Quick:
If John F. Kennedy had not been assassinated, how old would he be today?
Got your answer?
Think of your final answer before you continue reading.
Got it. OK good.
If you are like most people, your spontaneous first guess was that JFK would have been 75, 77. After the adjustment you may have ended up at 80, 85. It’s unlikely you would have guessed the correct answer (94) or older. The reason most of us guess wrong here is because we are answering this question intuitively. without the data, we form a picture of Kennedy’s boyish face and youthfulness. It’s hard for us to feel him being 94.
While intuitive behaviors can be good for many areas of our lives, they can be dangerous when it comes to financial and investment decisions. Psychologists refer to these intuitions as biases and in this and the next 2 posts we will explore 3 biases that have been labeled: Mental Accounting, Loss aversion and the status quo bias.
Mental Accounting:
This concept was first coined by Richard Thaler and attempts to describe the process whereby people code, categorize and evaluate economic outcomes.
Say you are headed to the movies possibly to see Lost in Translation with Bill Murray or a remake of Raging Bull with Robert Dinero. As you enter the theater you reach into your pocket and much to your dismay, you realize that you lost your ticket! If you still want to see the movie, you will need to shell out another 10 bucks. Would you do it?
Let’s reconstruct that scenario: What if you didn’t buy the ticket in advance but when you reached into your pocket you realize that you dropped a ten dollar bill on the metro! You’re disappointed, but are you more likely to shell out another 10 to see the movie, relative to the first scenario?
Research says YES.
Psychologists found that only 46% of those who lost an actual ticket would be willing to buy the replacement whereas 88% who lost an equivalent amount of cash would.
That, my friends, is ‘ Mental Accounting” – which has enormous consequences in everyday life and affects how we save, spend and invest. It impacts how we deal with losses and windfalls as we walk around with ” running tabs” that represent different accounts between our ears.
Losing the ticket and buying a second one is akin to taking $20.00 out of our ” entertainment account” whereas lost cash is not charged to that account… in our heads.
But that makes no sense because ten bucks is ten bucks!

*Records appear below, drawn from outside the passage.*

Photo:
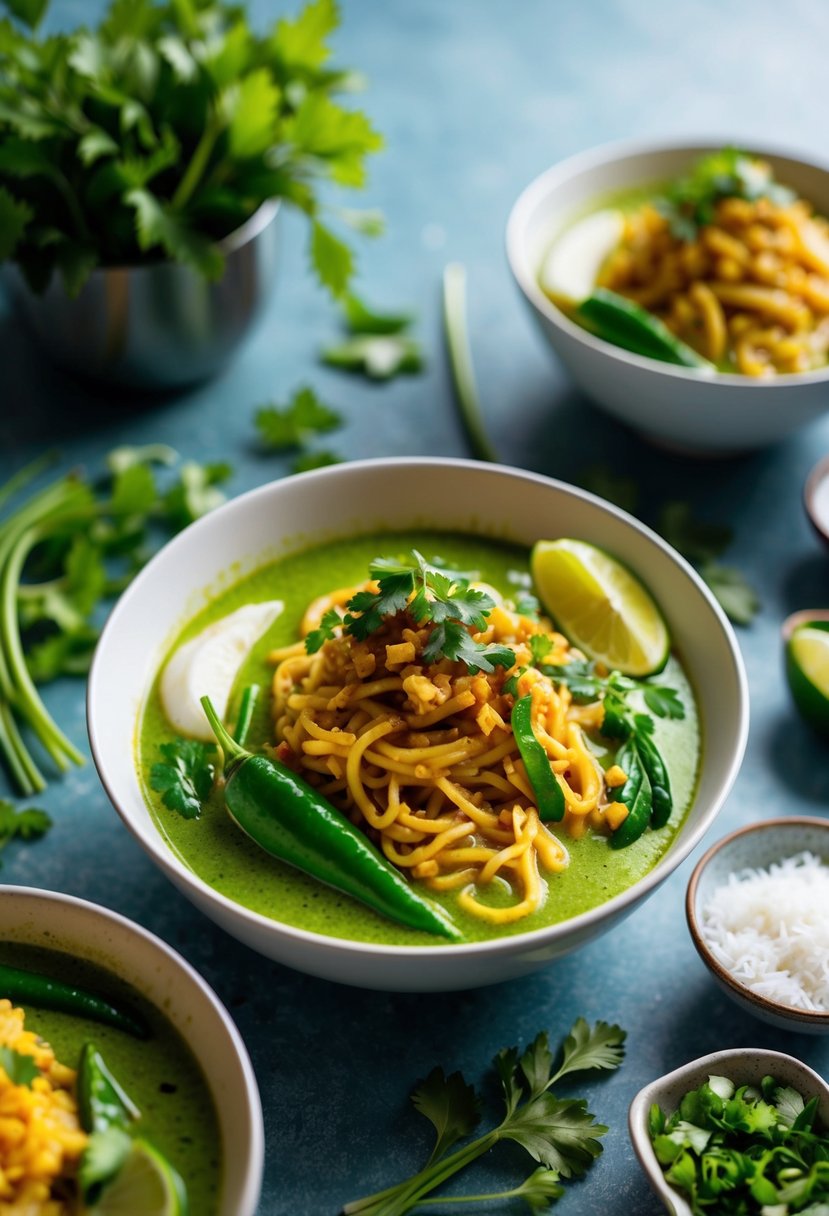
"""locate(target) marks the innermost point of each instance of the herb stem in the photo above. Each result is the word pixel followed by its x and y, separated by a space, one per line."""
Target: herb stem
pixel 460 358
pixel 198 162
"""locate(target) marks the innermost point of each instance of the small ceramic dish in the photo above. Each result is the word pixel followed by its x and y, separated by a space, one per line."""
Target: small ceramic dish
pixel 134 956
pixel 755 846
pixel 744 1065
pixel 709 414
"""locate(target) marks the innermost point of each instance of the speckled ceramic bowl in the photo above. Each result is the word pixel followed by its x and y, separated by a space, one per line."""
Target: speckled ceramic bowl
pixel 744 1065
pixel 755 846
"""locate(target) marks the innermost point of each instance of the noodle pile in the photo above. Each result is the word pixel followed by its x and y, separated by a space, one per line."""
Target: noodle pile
pixel 423 756
pixel 750 292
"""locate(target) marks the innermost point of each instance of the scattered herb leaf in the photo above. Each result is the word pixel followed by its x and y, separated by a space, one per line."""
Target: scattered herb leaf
pixel 185 776
pixel 289 426
pixel 560 1135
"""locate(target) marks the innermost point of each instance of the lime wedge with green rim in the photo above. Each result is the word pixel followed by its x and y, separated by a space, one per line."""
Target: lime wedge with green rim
pixel 146 1186
pixel 599 606
pixel 807 670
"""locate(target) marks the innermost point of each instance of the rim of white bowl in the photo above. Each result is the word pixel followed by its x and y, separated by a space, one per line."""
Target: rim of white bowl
pixel 605 153
pixel 248 1199
pixel 182 876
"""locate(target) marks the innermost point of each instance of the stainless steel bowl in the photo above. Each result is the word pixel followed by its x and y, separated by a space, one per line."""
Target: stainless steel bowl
pixel 157 326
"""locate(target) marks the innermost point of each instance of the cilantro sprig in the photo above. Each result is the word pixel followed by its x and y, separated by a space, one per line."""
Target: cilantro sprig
pixel 743 1149
pixel 164 128
pixel 689 202
pixel 65 551
pixel 430 595
pixel 559 1133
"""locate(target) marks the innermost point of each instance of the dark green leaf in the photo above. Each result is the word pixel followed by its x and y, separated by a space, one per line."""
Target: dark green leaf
pixel 562 1135
pixel 450 1104
pixel 283 427
pixel 736 595
pixel 18 1068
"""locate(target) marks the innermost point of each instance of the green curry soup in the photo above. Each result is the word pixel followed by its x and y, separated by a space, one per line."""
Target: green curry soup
pixel 231 863
pixel 159 1074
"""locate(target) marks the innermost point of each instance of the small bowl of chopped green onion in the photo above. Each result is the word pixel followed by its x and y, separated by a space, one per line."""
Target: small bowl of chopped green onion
pixel 756 910
pixel 739 1130
pixel 658 274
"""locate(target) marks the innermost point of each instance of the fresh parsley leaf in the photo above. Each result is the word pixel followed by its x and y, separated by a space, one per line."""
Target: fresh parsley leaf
pixel 450 1104
pixel 289 426
pixel 734 594
pixel 379 356
pixel 163 128
pixel 18 1068
pixel 560 1135
pixel 601 1047
pixel 185 776
pixel 101 1160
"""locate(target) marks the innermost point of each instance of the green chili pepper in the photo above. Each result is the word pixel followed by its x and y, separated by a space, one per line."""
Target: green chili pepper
pixel 624 324
pixel 101 1099
pixel 547 791
pixel 50 994
pixel 636 795
pixel 660 783
pixel 289 820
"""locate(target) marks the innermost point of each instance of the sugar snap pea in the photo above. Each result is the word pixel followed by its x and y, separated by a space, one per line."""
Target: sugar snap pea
pixel 546 788
pixel 291 820
pixel 636 794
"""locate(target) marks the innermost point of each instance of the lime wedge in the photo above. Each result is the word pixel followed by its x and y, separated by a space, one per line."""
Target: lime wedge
pixel 146 1186
pixel 807 669
pixel 599 606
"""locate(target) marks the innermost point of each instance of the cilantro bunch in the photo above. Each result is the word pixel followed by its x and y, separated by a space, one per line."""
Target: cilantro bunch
pixel 163 129
pixel 65 552
pixel 742 1150
pixel 559 1133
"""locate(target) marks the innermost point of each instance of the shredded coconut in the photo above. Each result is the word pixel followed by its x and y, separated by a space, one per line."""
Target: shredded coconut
pixel 770 928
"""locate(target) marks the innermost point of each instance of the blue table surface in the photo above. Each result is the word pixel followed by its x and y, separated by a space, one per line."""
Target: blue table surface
pixel 474 97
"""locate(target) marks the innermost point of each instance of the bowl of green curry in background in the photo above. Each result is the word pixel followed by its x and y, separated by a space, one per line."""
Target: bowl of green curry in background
pixel 185 1069
pixel 703 412
pixel 291 540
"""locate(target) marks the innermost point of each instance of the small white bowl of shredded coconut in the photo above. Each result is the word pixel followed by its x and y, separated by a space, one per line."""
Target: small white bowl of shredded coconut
pixel 757 910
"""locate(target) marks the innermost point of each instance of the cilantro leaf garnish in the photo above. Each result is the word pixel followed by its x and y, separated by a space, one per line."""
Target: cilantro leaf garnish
pixel 432 595
pixel 560 1135
pixel 18 1068
pixel 689 202
pixel 185 776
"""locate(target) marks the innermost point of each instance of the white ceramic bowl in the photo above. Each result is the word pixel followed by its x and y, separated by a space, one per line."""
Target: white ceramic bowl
pixel 373 496
pixel 744 1065
pixel 755 846
pixel 704 414
pixel 86 930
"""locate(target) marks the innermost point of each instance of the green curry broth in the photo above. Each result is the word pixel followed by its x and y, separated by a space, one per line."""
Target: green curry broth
pixel 232 865
pixel 159 1074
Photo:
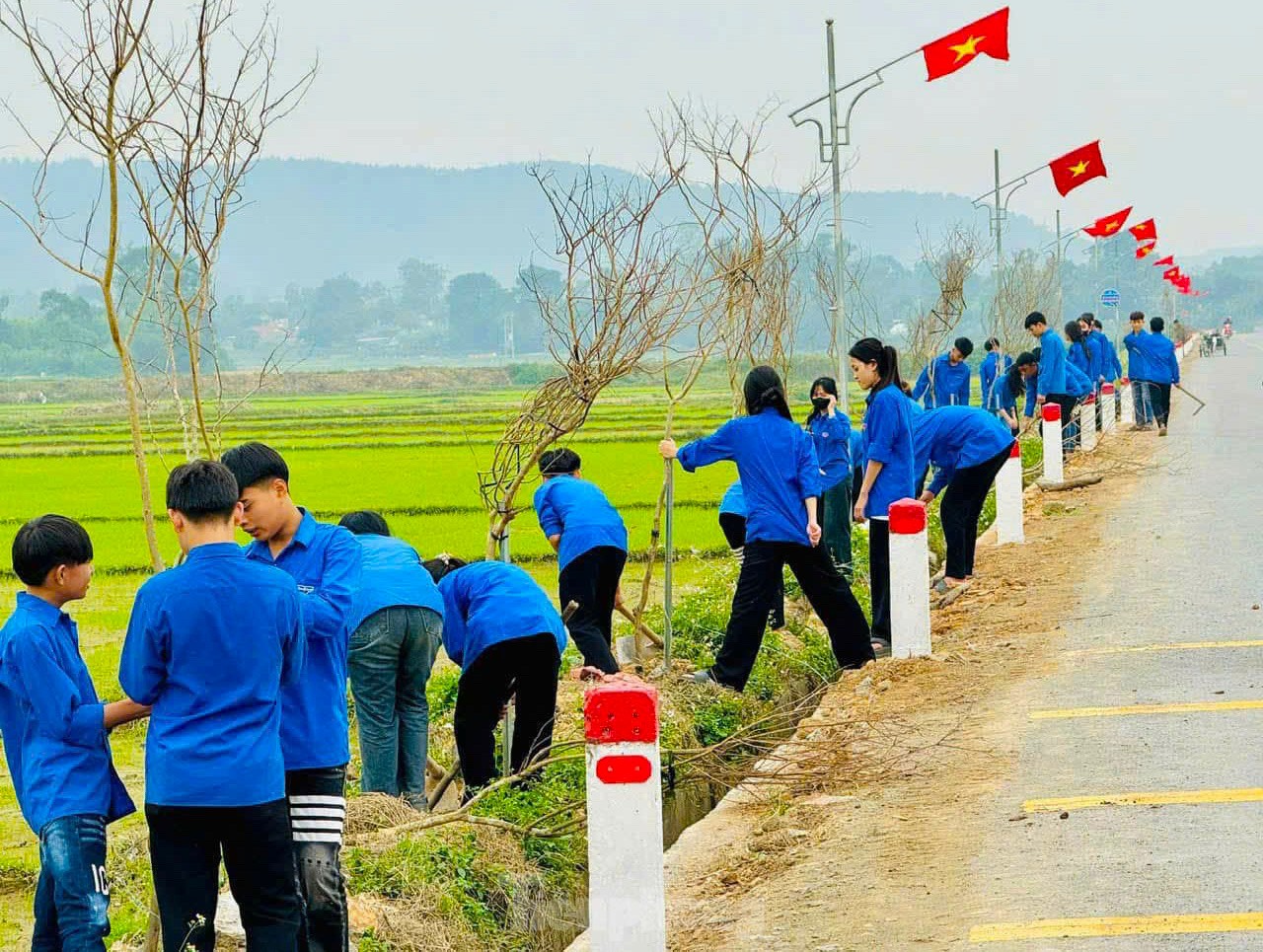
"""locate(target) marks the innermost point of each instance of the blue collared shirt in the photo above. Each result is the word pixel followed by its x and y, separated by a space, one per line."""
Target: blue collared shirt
pixel 489 603
pixel 955 438
pixel 580 513
pixel 831 438
pixel 52 721
pixel 325 560
pixel 779 470
pixel 392 576
pixel 210 645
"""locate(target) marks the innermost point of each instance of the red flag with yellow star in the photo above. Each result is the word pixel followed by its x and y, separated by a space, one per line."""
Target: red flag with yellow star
pixel 987 37
pixel 1110 225
pixel 1077 167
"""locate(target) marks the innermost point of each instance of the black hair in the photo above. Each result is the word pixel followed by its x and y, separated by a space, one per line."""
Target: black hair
pixel 824 383
pixel 365 522
pixel 558 463
pixel 48 542
pixel 870 350
pixel 442 566
pixel 253 464
pixel 763 391
pixel 202 490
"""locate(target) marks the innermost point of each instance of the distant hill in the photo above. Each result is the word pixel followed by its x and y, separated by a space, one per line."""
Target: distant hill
pixel 308 220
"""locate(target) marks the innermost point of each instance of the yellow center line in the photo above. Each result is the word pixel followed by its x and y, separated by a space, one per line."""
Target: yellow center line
pixel 1171 646
pixel 1196 707
pixel 1118 925
pixel 1059 804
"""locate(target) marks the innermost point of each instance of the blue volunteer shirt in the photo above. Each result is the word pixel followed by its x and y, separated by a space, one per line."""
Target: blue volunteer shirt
pixel 1052 365
pixel 888 441
pixel 210 645
pixel 489 603
pixel 831 438
pixel 955 438
pixel 392 576
pixel 52 721
pixel 779 469
pixel 951 384
pixel 325 560
pixel 580 513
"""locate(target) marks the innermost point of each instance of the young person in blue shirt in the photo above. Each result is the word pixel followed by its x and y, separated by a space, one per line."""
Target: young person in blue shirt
pixel 831 436
pixel 504 632
pixel 889 473
pixel 945 380
pixel 992 369
pixel 731 523
pixel 397 626
pixel 55 736
pixel 1138 371
pixel 780 481
pixel 968 447
pixel 591 545
pixel 1159 357
pixel 325 560
pixel 210 645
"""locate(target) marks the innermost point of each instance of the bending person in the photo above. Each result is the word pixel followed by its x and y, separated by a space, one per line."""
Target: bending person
pixel 780 481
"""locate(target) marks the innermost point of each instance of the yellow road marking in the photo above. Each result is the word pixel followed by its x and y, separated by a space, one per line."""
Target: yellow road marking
pixel 1196 707
pixel 1058 804
pixel 1172 646
pixel 1118 925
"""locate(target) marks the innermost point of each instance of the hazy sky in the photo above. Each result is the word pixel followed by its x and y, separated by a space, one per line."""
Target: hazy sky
pixel 1172 90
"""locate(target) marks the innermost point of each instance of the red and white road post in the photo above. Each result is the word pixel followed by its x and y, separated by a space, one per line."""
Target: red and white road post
pixel 1008 500
pixel 910 580
pixel 1054 460
pixel 626 892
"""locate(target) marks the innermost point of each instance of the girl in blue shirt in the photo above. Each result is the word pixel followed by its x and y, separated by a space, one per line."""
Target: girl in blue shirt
pixel 891 474
pixel 831 436
pixel 780 482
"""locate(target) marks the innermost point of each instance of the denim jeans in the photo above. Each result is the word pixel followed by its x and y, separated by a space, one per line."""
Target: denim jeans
pixel 392 654
pixel 72 897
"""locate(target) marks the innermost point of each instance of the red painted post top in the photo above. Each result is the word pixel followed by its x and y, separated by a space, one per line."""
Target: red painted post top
pixel 907 517
pixel 621 712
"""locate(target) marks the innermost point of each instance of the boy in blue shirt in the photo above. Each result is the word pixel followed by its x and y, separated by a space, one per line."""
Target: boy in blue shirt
pixel 506 636
pixel 591 545
pixel 213 669
pixel 396 630
pixel 325 560
pixel 55 736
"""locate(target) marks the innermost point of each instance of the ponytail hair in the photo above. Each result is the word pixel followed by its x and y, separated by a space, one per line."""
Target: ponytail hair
pixel 763 391
pixel 870 350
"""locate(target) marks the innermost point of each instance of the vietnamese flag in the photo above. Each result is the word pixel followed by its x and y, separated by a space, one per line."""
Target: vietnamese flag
pixel 1109 225
pixel 989 37
pixel 1077 167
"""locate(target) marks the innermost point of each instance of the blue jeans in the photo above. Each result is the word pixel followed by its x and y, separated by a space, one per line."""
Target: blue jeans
pixel 72 897
pixel 392 654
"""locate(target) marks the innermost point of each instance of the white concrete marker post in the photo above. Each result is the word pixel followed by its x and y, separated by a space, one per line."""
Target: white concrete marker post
pixel 1087 423
pixel 910 581
pixel 1054 461
pixel 1008 500
pixel 627 892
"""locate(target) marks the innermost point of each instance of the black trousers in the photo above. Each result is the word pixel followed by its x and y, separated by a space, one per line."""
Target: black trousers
pixel 526 668
pixel 185 848
pixel 591 581
pixel 756 594
pixel 963 506
pixel 734 531
pixel 879 577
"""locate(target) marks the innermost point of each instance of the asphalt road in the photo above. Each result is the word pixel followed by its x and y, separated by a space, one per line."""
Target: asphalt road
pixel 1186 576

We just don’t think of it that way which is why economic models of human behavior (biases) are often wrong.
Mental accounting, which some describe as a built-in mental “Handicap” can affect us in lots of areas:
- Tax Refunds: May be placed in the “windfall” or “found money” account and spent frivolously
- Safety Capital: The opposite of the windfall. It’s money we “can’t afford to lose” so we invest it too conservatively.
- Sale Items: If an item is priced substantially lower than we are used to seeing it, it goes in the “bargain account” and we may be tempted to even if we don’t need it.
Let’s be clear: The dividing line created by our biological inclination to create separate mental accounts is just an illusion. And it’s often a hurtful one because it violates the most basic rule of economics which states:
Money is fungible or interchangeable.
The decision to see the movie should have nothing to do with whether you lost cash or a ticket. The spending of the tax funds should not relate to where it came from and buying an item should have nothing to do with whether it’s on sale or not.
But it does….
How has mental accounting affected your financial decisions?